Maybe I should be pondering other decisions today.
Like my own “never, ever do that again” decision to predict an Alabama loss after getting egg-faced with my LSU pick last week. (“Please pick Mississippi State,” begged one of my favorite Alabama fans this morning.)
Like the absolutely nailed-it decision by the College Football Playoff committee this week, to rank Clemson, Alabama, Ohio State and Notre Dame as the top four.
Like the flip-a-coin decision for Auburn’s coaching staff, which has gone from – let’s see if I can get this in order – a potential immortal quarterback who became an underachiever, who turned the job over to a raw QB who transformed into some epic figure in courage who sat out a game and turned it back over to the former potential immortal/underachiever who is now a paragon of resilience.
But something happened this week in the Southeastern Conference to transcend football, a decision by a team united.
The Missouri football players threatened to stop all football-related activities if the school president didn’t step down. There was a culture of racism on campus they claimed he did little to change. It led to numerous protests, including a hunger strike by one student.
The players were agents of change. They brought more visibility to the situation. The Missouri situation was local news, well under the radar, until the football team stood up. Then a nation watched.
Then the president resigned, as have others who let the problems continue.

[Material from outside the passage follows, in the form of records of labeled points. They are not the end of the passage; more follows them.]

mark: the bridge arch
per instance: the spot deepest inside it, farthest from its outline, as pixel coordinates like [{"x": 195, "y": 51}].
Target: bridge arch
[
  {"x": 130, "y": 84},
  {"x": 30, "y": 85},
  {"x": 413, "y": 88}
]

Maybe it’s the child-of-the-‘60s in me, fondly romanticizing college protests of the past, but I applaud their stand.
Just as loudly, I applaud the Missouri coach, Gary Pinkel, an old-school, for backing his team.
In an interview with Kansas City’s WHB radio Tuesday night, he said the firings were “something the university systems did. It certainly wasn’t my intention, but that was secondary to me supporting my players.”
Sport can be an effective soap box. Athletes can play enormous roles in change. Too often, they’re deathly afraid to do so. People like Muhammad Ali, Billie Jean King, Kareem Abdul-Jabbar and Jackie Robinson have been few and far between.
It may be an apocryphal quote, but Michael Jordan was said to have explained his reluctance to take a stand because “Republicans buy sneakers, too.”
Take a stand, it alienates fans, diminishes endorsement possibilities and, frankly, takes some effort beyond the self-absorbed athlete’s cocoon.
Ironically, much of the time athletes have brought change from their negative behavior, from high-profile mistakes. The national discussion on domestic abuse never reached the heights it should have until Ray Rice beat up his girlfriend in an elevator and it was caught by a surveillance camera.
Missouri is still something of an outlier for the Southeastern Conference. They ain’t from around here. They seem to do things a little different there, the culture a little different. I can’t imagine the same sort of stand working at, say, Alabama or Tennessee. Nor could I imagine the “so what” attitude that greeted the coming-out of the gay former Missouri star Michael Sam.
I don’t pretend to know every angle of the controversy that has struck the campus. I know there are multiple side to every story. I’m not taking a side.
I know it’s a universal truth that college kids say and do dumb things, and sometimes a school president shouldn’t have to take the fall because some parents send their little dumplings off to campus without much political correctness or wisdom. Good ACT scores and walkin’ around sense are mutually exclusive.
Which side is most right doesn’t really matter.
What matters is the reminder that power of sport, the power of athletes willing to take a stand, is a remarkable force.
It needs to be wielded wisely.
But it needs to be wielded more often.